The h sound in middle Chinese shifted to sh in modern Mandarin (also attested to by cognates in Japanese and Korean). Sound shifts tend to recur the same way across the world. But I hadn’t encountered any languages wherein this happened, until now. Oddly, the shift appears to have happened in reverse happened when Akkadian evolved into West Semitic languages (Aramaic, Hebrew, Arabic).
Akkadian is generally considered to be older than Aramaic. Akkadian is an ancient Semitic language that was spoken in Mesopotamia, primarily in the region of ancient Sumer and Babylon, dating back to the third millennium BCE. It is one of the earliest known written languages and was used in the cuneiform script on clay tablets for various administrative, religious, and literary purposes.
Aramaic, on the other hand, is also an ancient Semitic language but emerged later than Akkadian. Aramaic is believed to have originated in the 11th century BCE and was spoken in a wide geographic area, including parts of modern-day Syria, Iraq, Iran, and beyond.

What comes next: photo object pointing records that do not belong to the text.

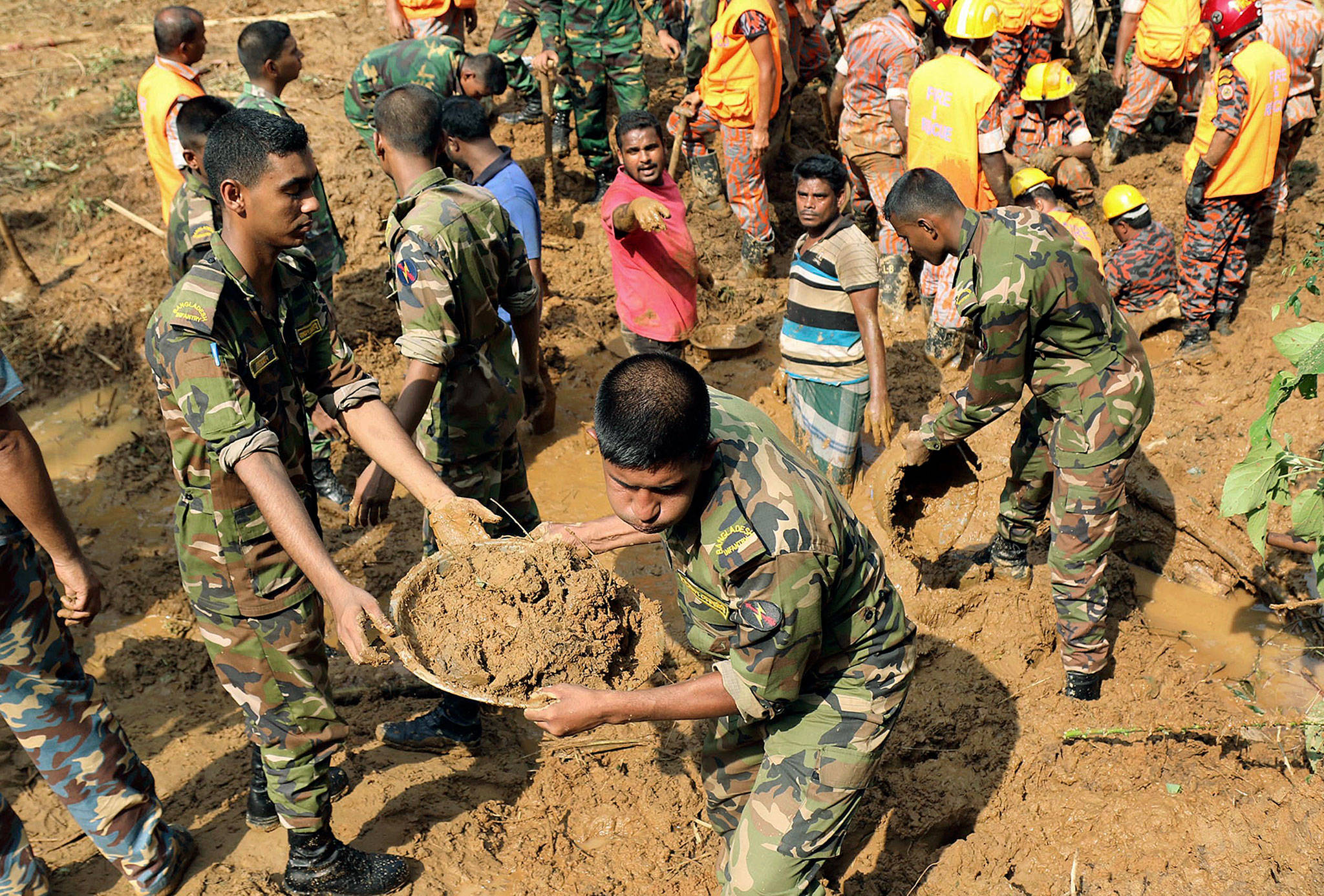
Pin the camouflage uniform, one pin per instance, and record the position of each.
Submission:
(785, 586)
(1045, 319)
(194, 217)
(456, 259)
(429, 61)
(600, 43)
(1144, 270)
(231, 381)
(323, 240)
(59, 716)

It became a lingua franca in the ancient Near East and was widely used for trade, diplomacy, and communication among different peoples.
So, to summarize, Akkadian predates Aramaic in terms of its historical attestation and use.
Or, maybe it was “h” in Proto-Semitic and only Akkadian shifted.
Yeah, you didn’t write x or ɕ though, you just used sh and followed that up with Modern Chinese. It’s kind of hard to guess you meant ɕ.
In that case, you are talking about the bottom route of g/q > k > kh > h > ɕ > s
I find it difficult to imagine ɕ or ʃ could turn into h, so I would guess in the case of Semitic languages, the ones with h have the more conservative feature.
When the Ming empire collapsed, the Guanhua (Chinese koine) at the time was based on the Nanjing accent, and that was evident in Matteo Ricci, Ferdinand Verbiest and Johann Adam Schall von Bell’s records.
The current form of Mandarin wasn’t widely used in Beijing’s outer city even by 1815 when Robert Morrison wrote his Chinese dictionary.
So the current form of Mandarin probably didn’t gain its current status until the 1850s. Based on that, the current form of Mandarin is probably at most 200 years old, and grew out of the Manchu-Old Pekingese pidgin adopted by the Manchus living in the Inner city.